Picking Parquet: Improved performance for selective queries in Impala, Hive, and Spark

Anna Szonyi (Cloudera), Zoltán Borók-Nagy (Cloudera)
14:0514:45 Wednesday, 1 May 2019
Average rating: ****.
(4.20, 10 ratings)

Who is this presentation for?

  • Data architects and SQL developers

Level

Intermediate

Prerequisite knowledge

  • Intermediate knowledge of Apache Impala or Apache Hive (how they execute queries, how they model partitions in HDFS, etc.)
  • Familiarity with the Apache Parquet format (how data is stored in a columnar way using pages and column chunks)

What you'll learn

  • Learn how the Apache Parquet file format implements row group statistics and page level indexes
  • Understand how these data structures help accelerate selective queries in Apache Impala
  • Learn how to leverage these new capabilities through complemented and augmented partitioning schemes
  • Explore performance benchmarks that illustrate the benefits of column indexes

Description

Apache Parquet is the most commonly used open source format for analytical data. The Parquet project recently added column indexes to the format, which enable query engines like Apache Impala, Apache Hive, and Apache Spark to achieve better performance on selective queries. By storing column statistics on a row group and on a page level, large parts of the input data can be discarded during query evaluation without incurring the cost of reading and decoding it. These new capabilities allow schema designers to achieve a reduction of I/O volume for selective queries without overpartitioning their tables.

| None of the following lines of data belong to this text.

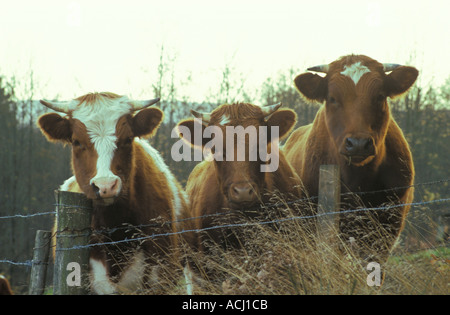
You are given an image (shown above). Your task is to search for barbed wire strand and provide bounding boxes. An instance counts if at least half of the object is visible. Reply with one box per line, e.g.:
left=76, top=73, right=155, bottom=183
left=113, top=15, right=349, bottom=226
left=0, top=179, right=450, bottom=222
left=0, top=198, right=450, bottom=267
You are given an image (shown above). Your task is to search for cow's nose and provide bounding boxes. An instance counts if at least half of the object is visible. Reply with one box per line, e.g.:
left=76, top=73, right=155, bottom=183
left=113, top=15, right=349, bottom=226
left=345, top=137, right=375, bottom=156
left=230, top=183, right=256, bottom=203
left=91, top=176, right=122, bottom=198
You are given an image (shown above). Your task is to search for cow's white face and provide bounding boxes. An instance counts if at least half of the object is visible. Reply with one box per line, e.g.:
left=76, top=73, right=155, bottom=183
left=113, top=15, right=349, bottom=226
left=39, top=95, right=162, bottom=205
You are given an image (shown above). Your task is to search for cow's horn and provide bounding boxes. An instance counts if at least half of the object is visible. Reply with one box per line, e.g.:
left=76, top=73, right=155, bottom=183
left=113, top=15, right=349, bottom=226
left=261, top=103, right=282, bottom=117
left=191, top=109, right=211, bottom=123
left=127, top=97, right=159, bottom=111
left=383, top=63, right=401, bottom=72
left=39, top=100, right=78, bottom=114
left=306, top=65, right=330, bottom=73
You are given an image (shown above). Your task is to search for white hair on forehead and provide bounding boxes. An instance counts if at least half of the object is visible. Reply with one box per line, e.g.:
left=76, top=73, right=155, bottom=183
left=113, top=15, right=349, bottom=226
left=341, top=61, right=370, bottom=85
left=72, top=96, right=131, bottom=181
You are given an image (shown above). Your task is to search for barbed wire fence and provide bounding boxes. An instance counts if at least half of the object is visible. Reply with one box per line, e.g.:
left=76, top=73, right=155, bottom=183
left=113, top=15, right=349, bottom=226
left=0, top=165, right=450, bottom=294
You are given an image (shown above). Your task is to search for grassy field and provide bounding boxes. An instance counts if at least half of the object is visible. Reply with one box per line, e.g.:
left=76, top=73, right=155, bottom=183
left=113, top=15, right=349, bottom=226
left=159, top=209, right=450, bottom=295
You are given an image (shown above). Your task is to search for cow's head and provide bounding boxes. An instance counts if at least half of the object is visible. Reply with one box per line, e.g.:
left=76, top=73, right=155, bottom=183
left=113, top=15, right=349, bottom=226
left=294, top=55, right=418, bottom=166
left=178, top=103, right=297, bottom=208
left=38, top=93, right=163, bottom=205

Anna Szonyi and Zoltán Borók-Nagy explore row group statistics and page level indexes in Parquet files in detail. You’ll learn how query engines write these data structures and how they are used during query execution to achieve higher performance for selective queries. You’ll also learn how to leverage these new capabilities in your schema design and how to observe their impact on query performance.

Anna and Zoltán conclude by describing how the Parquet and Impala communities worked together to extend the file format and validate the approach using Impala as a platform for prototypical research. They also explain the challenges in adding the indexes to Parquet’s own API without breaking backward compatibility and how the project ensured that end users of the Parquet java library would get this functionality in a completely transparent manner.

Photo of Anna Szonyi

Anna Szonyi

Cloudera

Anna Szonyi is an engineering manager at Cloudera, where she established and manages the data interoperability team. Anna cares about enabling people to build high-quality software in a sustainable environment. Previously, she was a software engineer at Cloudera working on Apache Sqoop and worked on risk management systems at Morgan Stanley.

Photo of Zoltán Borók-Nagy

Zoltán Borók-Nagy

Cloudera

Zoltán Borók-Nagy is a software engineer at Cloudera, working on Apache Impala and is a member of the PMC of the project. Previously, Zoltán worked for Ericsson, developing software analysis tools that have since become open source.